As messy and complex as the situation seems, there are solutions in Syria. For two and a half years the Syria crisis has been like a bill that went unpaid, with consequences mounting higher and higher. We’ve always had interests at stake, we just weren’t paying close enough attention to see them. We, in the press, weren’t doing enough to make them clear.
At Syria Deeply, we don’t take a position for or against U.S. military action. But we do know this conflict well enough to say that any good outcome – for Syria and for the world – will require a profound engagement and resolute follow through. The international community, especially, the U.N., will have to play an active and consistent stabilizing role. For two and a half years, under the weight of war, Syria has been disintegrating. It needs help pulling itself back together again.

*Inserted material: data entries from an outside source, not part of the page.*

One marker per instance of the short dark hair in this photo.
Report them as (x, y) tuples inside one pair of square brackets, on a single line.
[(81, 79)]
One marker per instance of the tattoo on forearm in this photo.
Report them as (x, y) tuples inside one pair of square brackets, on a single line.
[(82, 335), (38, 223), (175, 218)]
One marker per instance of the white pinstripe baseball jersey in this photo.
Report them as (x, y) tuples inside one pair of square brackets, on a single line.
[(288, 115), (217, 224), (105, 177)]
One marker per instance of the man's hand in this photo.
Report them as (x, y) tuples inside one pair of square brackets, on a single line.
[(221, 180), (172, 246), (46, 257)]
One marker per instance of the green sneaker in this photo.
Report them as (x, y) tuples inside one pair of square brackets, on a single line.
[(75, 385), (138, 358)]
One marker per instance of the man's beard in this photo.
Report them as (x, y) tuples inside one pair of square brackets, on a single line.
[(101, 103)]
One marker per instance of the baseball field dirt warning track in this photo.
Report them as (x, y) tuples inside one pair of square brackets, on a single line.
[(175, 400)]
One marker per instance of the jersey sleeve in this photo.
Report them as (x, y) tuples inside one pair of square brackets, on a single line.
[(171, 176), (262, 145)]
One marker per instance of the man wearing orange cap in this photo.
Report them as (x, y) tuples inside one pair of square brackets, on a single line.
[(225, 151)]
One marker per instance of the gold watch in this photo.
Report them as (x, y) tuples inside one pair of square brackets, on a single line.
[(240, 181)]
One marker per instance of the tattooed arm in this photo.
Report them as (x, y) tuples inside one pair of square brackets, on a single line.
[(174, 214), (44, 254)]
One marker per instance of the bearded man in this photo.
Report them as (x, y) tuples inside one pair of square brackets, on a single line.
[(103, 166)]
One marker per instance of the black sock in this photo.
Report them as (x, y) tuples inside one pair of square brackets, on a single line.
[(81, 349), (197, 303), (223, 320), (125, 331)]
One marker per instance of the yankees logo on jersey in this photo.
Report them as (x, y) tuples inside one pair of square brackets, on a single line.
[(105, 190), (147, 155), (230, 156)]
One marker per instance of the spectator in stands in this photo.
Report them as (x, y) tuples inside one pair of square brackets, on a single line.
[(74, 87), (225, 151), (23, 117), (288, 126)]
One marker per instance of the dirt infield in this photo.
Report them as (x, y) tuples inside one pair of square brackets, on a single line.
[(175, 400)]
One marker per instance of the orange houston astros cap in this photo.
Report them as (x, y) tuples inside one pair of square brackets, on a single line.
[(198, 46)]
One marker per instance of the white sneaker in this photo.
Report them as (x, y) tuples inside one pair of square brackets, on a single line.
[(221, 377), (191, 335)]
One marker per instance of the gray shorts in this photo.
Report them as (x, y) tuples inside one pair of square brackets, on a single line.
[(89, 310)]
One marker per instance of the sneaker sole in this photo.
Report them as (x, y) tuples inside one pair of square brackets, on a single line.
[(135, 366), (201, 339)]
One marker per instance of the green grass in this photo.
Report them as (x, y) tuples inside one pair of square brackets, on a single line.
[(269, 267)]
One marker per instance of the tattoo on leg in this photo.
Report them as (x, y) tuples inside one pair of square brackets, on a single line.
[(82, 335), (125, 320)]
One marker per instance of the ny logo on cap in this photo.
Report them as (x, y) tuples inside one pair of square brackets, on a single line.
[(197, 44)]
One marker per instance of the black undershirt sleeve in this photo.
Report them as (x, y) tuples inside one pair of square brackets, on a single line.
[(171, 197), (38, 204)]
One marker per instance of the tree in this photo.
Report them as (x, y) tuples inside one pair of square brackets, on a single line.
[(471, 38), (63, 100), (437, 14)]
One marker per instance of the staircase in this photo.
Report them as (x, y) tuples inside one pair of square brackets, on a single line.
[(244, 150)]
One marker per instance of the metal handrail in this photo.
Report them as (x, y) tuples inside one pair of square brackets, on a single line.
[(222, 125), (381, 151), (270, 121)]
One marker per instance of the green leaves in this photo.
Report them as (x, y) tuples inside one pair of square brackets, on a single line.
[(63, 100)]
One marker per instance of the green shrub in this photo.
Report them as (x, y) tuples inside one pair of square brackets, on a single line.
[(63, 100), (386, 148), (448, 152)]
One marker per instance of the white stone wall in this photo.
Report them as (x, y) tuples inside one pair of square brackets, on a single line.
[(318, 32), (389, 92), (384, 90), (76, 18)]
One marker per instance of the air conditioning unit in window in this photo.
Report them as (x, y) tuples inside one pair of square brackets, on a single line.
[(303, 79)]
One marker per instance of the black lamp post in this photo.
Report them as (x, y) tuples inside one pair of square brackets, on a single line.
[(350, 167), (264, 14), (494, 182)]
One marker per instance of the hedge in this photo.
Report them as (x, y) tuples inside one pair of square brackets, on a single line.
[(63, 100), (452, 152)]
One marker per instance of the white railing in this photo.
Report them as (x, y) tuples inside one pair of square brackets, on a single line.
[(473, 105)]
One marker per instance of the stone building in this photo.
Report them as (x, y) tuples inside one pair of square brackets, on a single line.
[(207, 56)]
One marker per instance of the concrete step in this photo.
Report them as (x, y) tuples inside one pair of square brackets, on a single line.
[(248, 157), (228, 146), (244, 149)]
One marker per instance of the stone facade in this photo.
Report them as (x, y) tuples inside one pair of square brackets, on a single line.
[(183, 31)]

The international community already owns this crisis. On a moral level, it owns the responsibility for collective leadership; on a practical level, it owns the results and repercussions as they spread beyond Syria’s borders. One of the earliest lessons I learned, in covering and observing the Middle East, is that there is no ignoring a problem in that region. We’ll ultimately have to confront it, in a more deadly and complicated form.
It’s never fun to take on a wicked problem, one that’s grown so complex that the pieces are constantly moving. But as a global citizen, you have a stake in the outcome. And the bill does have to be paid. I’m going to be doing my utmost to make help you make sense of what’s going on. That way, whatever happens next, you’ll be able to process what it means to you, and to the world we share.